Um die seit 2007 bestehende Kooperation zwischen dem HZI und der OvGU weiter auszubauen, wurde 2008 im Rahmen eines gemeinsamen durchgeführten Berufungsverfahrens die W2-Professur „Systemorientierte Immunologie und Entzündungsforschung“ eingerichtet. Diese ist der Abteilung Immunkontrolle zugeordnet und wird derzeit von Ingo Schmitz bekleidet. Die Finanzierung dieser W2-Professur erfolgt zu gleichen Teilen durch das HZI und die OvGU. Das gleiche gilt für die W2-Professur für „Intravitale Bildgebung von Infektion und Immunität“, die 2013 gemeinsam eingerichtet wurde. Diese Professur bekleidet Andreas Müller, der 2016 erfolgreich einen ERC-Starting Grant einwerben konnte. 2012 wurde auch die Arbeitsgruppe „Immunregulation“ unter der Leitung von Dunja Bruder der Abteilung zugeordnet. Alle drei Arbeitsgruppen der Abteilung Immunkontrolle beteiligen sich mit eigenen Projekten am SFB854. Dunja Bruder und Ingo Schmitz koordinieren darüber hinaus äußerst erfolgreich das in den SFB854 integrierte Graduiertenkolleg MGK854.

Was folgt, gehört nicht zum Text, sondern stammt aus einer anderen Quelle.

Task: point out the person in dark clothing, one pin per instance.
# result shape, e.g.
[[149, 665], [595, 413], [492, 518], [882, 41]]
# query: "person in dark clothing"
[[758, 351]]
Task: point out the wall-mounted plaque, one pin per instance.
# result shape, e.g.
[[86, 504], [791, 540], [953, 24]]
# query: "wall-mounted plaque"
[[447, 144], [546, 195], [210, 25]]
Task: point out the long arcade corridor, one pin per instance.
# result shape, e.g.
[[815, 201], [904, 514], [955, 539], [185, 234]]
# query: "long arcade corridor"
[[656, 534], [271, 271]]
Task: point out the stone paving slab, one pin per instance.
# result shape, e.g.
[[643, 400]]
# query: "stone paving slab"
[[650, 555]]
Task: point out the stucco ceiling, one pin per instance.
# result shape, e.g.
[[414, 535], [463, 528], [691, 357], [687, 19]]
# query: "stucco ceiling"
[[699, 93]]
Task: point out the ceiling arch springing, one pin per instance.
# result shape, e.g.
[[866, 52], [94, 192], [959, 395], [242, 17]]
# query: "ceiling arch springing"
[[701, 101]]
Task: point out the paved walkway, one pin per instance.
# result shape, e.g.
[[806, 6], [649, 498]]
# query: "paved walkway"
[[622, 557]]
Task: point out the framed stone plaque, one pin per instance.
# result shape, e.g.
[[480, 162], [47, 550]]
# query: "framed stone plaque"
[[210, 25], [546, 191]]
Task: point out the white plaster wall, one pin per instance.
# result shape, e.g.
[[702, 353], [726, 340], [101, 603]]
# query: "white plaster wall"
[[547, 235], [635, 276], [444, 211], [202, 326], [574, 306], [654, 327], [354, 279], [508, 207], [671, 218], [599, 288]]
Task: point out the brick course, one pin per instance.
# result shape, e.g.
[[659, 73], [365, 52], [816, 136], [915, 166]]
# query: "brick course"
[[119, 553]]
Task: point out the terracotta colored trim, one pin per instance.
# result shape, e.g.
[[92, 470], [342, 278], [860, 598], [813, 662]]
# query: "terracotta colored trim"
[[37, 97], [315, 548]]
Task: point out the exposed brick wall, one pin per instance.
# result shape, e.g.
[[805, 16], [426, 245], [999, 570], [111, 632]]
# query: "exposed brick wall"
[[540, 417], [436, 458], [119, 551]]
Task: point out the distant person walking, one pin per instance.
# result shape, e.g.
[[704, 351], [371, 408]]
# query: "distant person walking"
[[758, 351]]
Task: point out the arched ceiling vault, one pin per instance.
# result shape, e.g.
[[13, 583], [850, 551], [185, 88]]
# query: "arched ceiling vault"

2016 wurde von Burkhart Schraven ein gemeinsam von Forschern der OvGU und des HZI betreutes Modul der OvGU-Graduiertenschule ABINEP (Analyse, Bildgebung und Modellierung Neuronaler und Entzündungs-bedingter Prozesse) eingeworben. Diese Graduiertenschule wird über die gesamte Laufzeit von 4.5 Jahren vollständig aus Mitteln des Landes Sachsen-Anhalt finanziert. In dem von OvGU und HZI Forschern gemeinsam betreuten Modul werden insgesamt 6 interdisziplinäre Promotionsprojekte bearbeitet, die sich ausschließlich klinisch-infektiologischen Fragestellungen widmen. Die translationalen Projekte werden jeweils von einem/einer Kliniker(in) der OvGU und einem/einer Wissenschaftler(in) des HZI gemeinsam geleitet. Dunja Bruder und Andreas Müller koordinieren das OvGU-HZI ABINEP Modul.

Um die klinisch-translationale Forschung am HZI weiter zu stärken wurde 2013 eine Rotationsstelle (Gerok-Stelle) für klinische Infektiologie unter dem Dach des SFB854 angesiedelt. Der erste Stelleninhaber der Rotationsstelle, Dr. Schulz aus der Klinik für Gastroenterologie, Hepatologie und Infektiologie der OvGU, hat sein klinisch-infektiologisches Kooperationsprojekt mit der AG Pieper am HZI sehr erfolgreich durchgeführt. Auch für die dritte Förderperiode des SFB854 stellt das HZI eine klinisch-infektiologische Rotationsstelle zur Verfügung.